Political Strategy for a Permanent Democratic Majority

Political Strategy Notes

A new CNN/ORC poll conducted 12/16-19 finds that “Negative attitudes extend to both sides of the aisle: 52% believe that the policies of the Democratic leaders in Congress would move the country in the wrong direction; 54% say the same about the policies of congressional Republicans…”
At The Atlantic, Molly Ball addresses “The Battle Within the Democratic Party: A schism between moderates and liberals over economic inequality is the first front in defining a post-Obama platform.” Ball notes that “Stan Greenberg, a longtime Democratic pollster who advised de Blasio’s campaign, insists that most Democrats, including Obama, are on the same page as Warren. In both presidential elections, he noted, “Obama ran on a future for the middle class of restoring prosperity, raising taxes on the wealthy, and an investment agenda. That’s the mainstream of the Democratic Party; it’s the mainstream of the country.”
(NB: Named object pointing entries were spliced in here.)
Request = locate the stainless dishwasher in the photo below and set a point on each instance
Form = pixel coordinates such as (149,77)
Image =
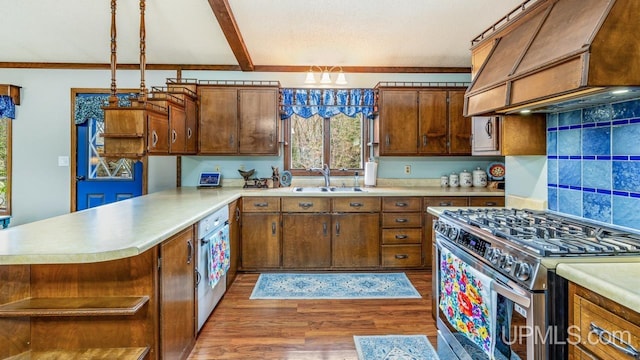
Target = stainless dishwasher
(213,262)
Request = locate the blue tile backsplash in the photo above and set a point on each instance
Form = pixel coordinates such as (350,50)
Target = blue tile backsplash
(593,163)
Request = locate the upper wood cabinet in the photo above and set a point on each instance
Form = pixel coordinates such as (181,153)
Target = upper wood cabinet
(509,135)
(238,120)
(420,121)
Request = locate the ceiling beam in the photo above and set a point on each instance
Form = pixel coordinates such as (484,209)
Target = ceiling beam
(259,68)
(222,11)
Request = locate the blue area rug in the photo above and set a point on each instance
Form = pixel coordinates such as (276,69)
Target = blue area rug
(334,286)
(394,347)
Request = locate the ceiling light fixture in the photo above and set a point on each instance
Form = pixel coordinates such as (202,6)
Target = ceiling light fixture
(325,77)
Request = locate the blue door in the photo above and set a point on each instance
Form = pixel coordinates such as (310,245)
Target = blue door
(99,180)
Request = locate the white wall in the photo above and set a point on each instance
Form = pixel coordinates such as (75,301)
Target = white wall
(526,176)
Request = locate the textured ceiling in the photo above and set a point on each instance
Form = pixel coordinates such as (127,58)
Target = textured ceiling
(371,33)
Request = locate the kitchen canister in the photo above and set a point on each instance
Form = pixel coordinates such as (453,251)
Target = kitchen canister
(454,180)
(466,179)
(479,178)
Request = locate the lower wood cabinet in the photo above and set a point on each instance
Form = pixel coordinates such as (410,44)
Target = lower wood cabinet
(177,295)
(601,328)
(306,242)
(356,240)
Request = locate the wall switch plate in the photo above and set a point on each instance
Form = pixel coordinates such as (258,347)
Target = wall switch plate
(63,161)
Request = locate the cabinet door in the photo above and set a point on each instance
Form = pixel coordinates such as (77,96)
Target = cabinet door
(485,135)
(459,125)
(356,240)
(398,122)
(432,120)
(177,133)
(191,126)
(158,133)
(234,240)
(258,121)
(218,126)
(260,240)
(307,241)
(177,296)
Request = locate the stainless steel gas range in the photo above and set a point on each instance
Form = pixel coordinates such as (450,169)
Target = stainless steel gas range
(494,279)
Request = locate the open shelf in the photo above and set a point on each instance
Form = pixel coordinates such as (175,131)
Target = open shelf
(78,306)
(128,353)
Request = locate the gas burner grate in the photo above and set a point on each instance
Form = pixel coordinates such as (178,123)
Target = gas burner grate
(549,234)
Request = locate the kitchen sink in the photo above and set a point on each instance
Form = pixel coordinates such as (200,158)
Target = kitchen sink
(311,189)
(324,189)
(346,189)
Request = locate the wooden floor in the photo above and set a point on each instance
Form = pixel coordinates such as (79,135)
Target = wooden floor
(240,328)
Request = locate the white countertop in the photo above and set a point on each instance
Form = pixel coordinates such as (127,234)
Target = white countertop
(619,281)
(130,227)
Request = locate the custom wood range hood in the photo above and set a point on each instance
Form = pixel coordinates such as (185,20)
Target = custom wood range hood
(556,55)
I’ve always been interested in those comparison charts showing how the U.S. is doing in providing social benefits in comparison to other developed countries, although I’m not sure how effective such comparisons are in selling policy and candidates. If they are, however, Michael Tomasky’s Daily Beast post “America Joins the Developed World, Thanks to Obamacare” is a good one to share.
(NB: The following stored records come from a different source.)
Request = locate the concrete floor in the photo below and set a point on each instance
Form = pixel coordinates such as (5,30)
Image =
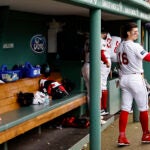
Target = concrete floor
(51,138)
(134,133)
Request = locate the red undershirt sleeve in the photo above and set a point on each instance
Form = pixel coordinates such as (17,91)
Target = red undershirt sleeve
(147,57)
(103,57)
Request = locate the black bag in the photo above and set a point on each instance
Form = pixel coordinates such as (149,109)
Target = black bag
(54,89)
(25,99)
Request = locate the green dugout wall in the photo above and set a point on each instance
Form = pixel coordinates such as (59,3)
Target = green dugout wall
(19,28)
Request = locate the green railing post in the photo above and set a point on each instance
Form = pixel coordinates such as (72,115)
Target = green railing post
(95,126)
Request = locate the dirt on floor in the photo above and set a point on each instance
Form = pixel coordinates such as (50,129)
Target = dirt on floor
(51,138)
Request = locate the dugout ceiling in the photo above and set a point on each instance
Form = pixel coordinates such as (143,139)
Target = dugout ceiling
(50,7)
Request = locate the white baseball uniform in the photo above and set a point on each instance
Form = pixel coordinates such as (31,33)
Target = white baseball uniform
(130,56)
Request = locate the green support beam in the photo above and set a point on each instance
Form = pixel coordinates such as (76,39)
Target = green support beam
(95,126)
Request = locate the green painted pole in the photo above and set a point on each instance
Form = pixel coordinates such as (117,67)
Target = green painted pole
(135,108)
(145,39)
(95,126)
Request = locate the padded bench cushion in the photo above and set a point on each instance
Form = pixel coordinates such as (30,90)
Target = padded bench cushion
(23,114)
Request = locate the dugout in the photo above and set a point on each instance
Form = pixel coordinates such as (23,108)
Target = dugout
(20,21)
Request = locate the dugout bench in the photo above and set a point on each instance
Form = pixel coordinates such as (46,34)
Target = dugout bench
(17,120)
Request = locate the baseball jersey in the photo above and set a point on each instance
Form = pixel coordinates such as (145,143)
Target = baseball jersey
(130,56)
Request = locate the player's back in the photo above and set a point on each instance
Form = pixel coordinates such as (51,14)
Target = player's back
(128,58)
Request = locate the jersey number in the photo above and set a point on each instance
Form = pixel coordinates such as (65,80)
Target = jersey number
(122,57)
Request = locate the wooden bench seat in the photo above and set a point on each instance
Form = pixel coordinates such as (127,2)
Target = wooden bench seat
(17,120)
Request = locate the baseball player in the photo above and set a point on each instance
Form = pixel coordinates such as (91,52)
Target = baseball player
(130,57)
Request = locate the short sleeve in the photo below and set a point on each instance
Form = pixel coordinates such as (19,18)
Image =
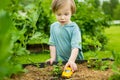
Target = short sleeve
(76,38)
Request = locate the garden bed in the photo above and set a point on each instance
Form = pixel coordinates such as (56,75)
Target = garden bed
(83,73)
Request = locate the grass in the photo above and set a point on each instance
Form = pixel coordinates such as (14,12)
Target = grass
(113,34)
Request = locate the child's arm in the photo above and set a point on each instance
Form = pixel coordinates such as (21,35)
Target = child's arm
(71,61)
(52,54)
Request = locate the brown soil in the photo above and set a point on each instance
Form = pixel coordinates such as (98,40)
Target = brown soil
(83,73)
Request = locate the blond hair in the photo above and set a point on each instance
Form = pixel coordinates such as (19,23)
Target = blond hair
(56,4)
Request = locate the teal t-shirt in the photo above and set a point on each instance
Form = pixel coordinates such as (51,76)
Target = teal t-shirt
(65,38)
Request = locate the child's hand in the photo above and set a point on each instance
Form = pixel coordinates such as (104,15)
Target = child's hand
(51,60)
(72,65)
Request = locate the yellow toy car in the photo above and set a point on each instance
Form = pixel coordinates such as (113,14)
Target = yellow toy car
(67,73)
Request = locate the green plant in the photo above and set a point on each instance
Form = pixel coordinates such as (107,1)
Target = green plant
(97,64)
(116,67)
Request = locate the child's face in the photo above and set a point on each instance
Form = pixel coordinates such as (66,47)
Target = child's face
(63,14)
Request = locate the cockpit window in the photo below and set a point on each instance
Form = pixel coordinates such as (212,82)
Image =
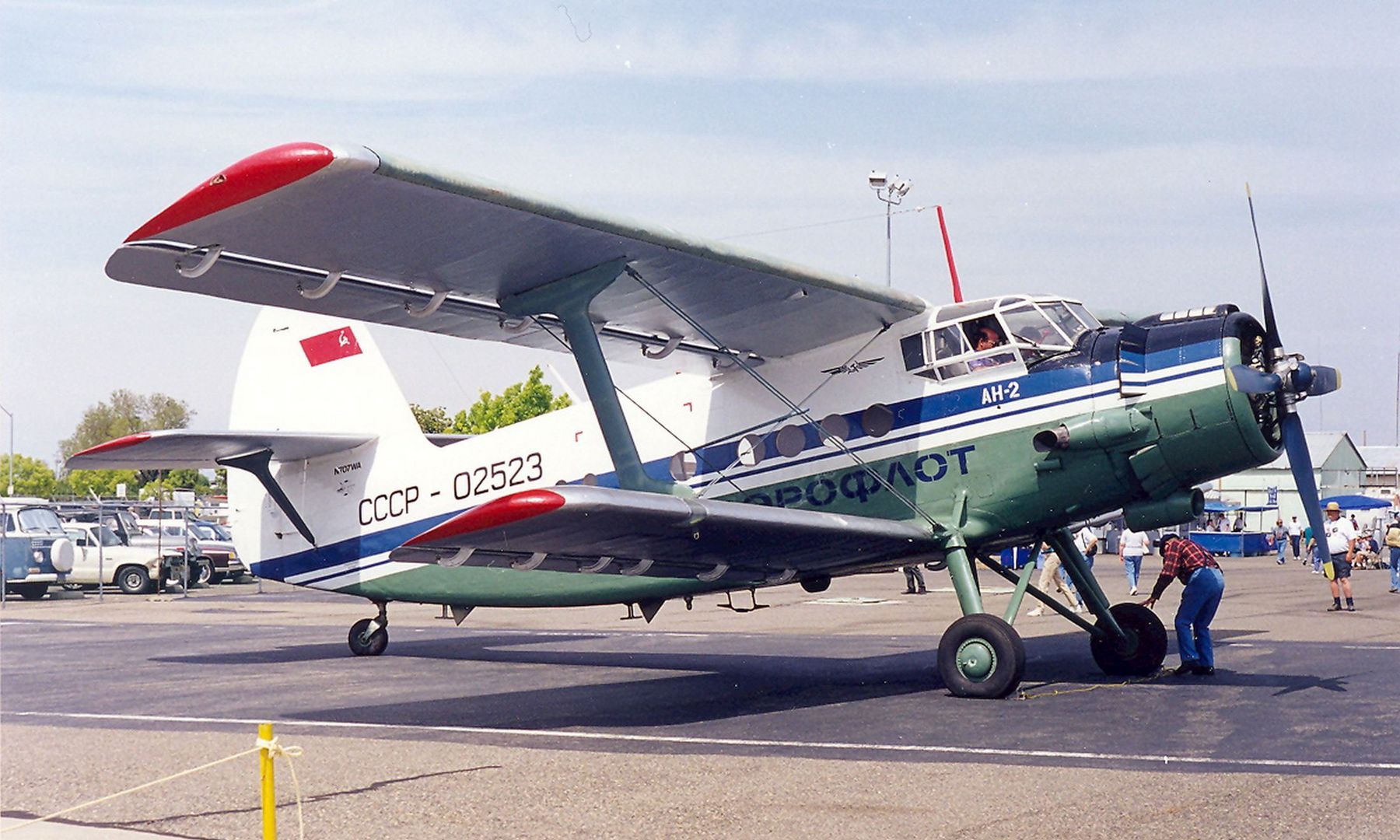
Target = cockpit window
(987,334)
Sen. Rand Paul’s argument that “When you allow people to be on unemployment insurance for 99 weeks, you’re causing them to become part of this perpetual unemployed group in our economy” elicited this response from Wonkblog’s Ezra Klein: “This is a correlation/causation error of staggering size — and, because it’s coming from a sitting U.S. senator whose vote will help decide whether millions of unemployed families lose the paltry checks that are helping them buy food and shelter and fuel, of staggering consequence.”
Sen. Paul’s callous comments notwithstanding, Dems should make sure that the entire GOP owns it, and this video clip is a good start.
The Plum Line’s George Zornick explains what’s good about the video: “It’s a tough spot, and it relies on language that was popular through the 2012 election that paints the GOP as dedicated protectors of the powerful and wealthy at the expense of struggling Americans…What is particularly useful about this approach is that there’s no pressure coming from the other side — unlike, say, the debate over “Obamacare,” there are no well-funded conservative groups out there pressing for an end to the emergency unemployment program. Based on the polls showing bipartisan support for an extension, the conservative grass roots don’t appear to be fired up about the issue. The passion and activism over jobless benefits is essentially just running in one direction, which is a promising sign.”
Robert Kuttner has a part II HuffPo post, “More About a new Freedom Summer,” fleshing out his idea for a nationwide campaign to provide photo i.d.’s to voters in states where new suppression laws jeopardize their voting rights, backed up by an energetic voter registration mobilization. Kuttner adds, “…the same Roberts Court that overturned key sections of the Voting Rights Act also invalidated limits on political contributions. Donors friendly to Democrats could pour unlimited sums into non-partisan voter registration campaigns, whose net effect would be to help elect Democrats.”
At the Campaign for America’s Future website, Lori Wallach has an informative post, “Get Ready for the 2014 Trade Tsunami” on the fair trade battle that lies ahead. Wallach notes, “The fiery international debates over NAFTA and WTO gave birth to a new fair trade movement in our country. The devastating outcomes triggered by the trade pacts unified ordinary Americans against them. Polls show a majority of Americans – Republicans, Democrats and independents -think these sorts of pacts are bad not only for themselves and their families but for the nation.”
There is a downside to Gov. Christie’s blustering persona, which is apparently also reflected in some of his actions, as Kate Zernike reports in her New York Times article “Stories Add Up as Bully Image Trails Christie.”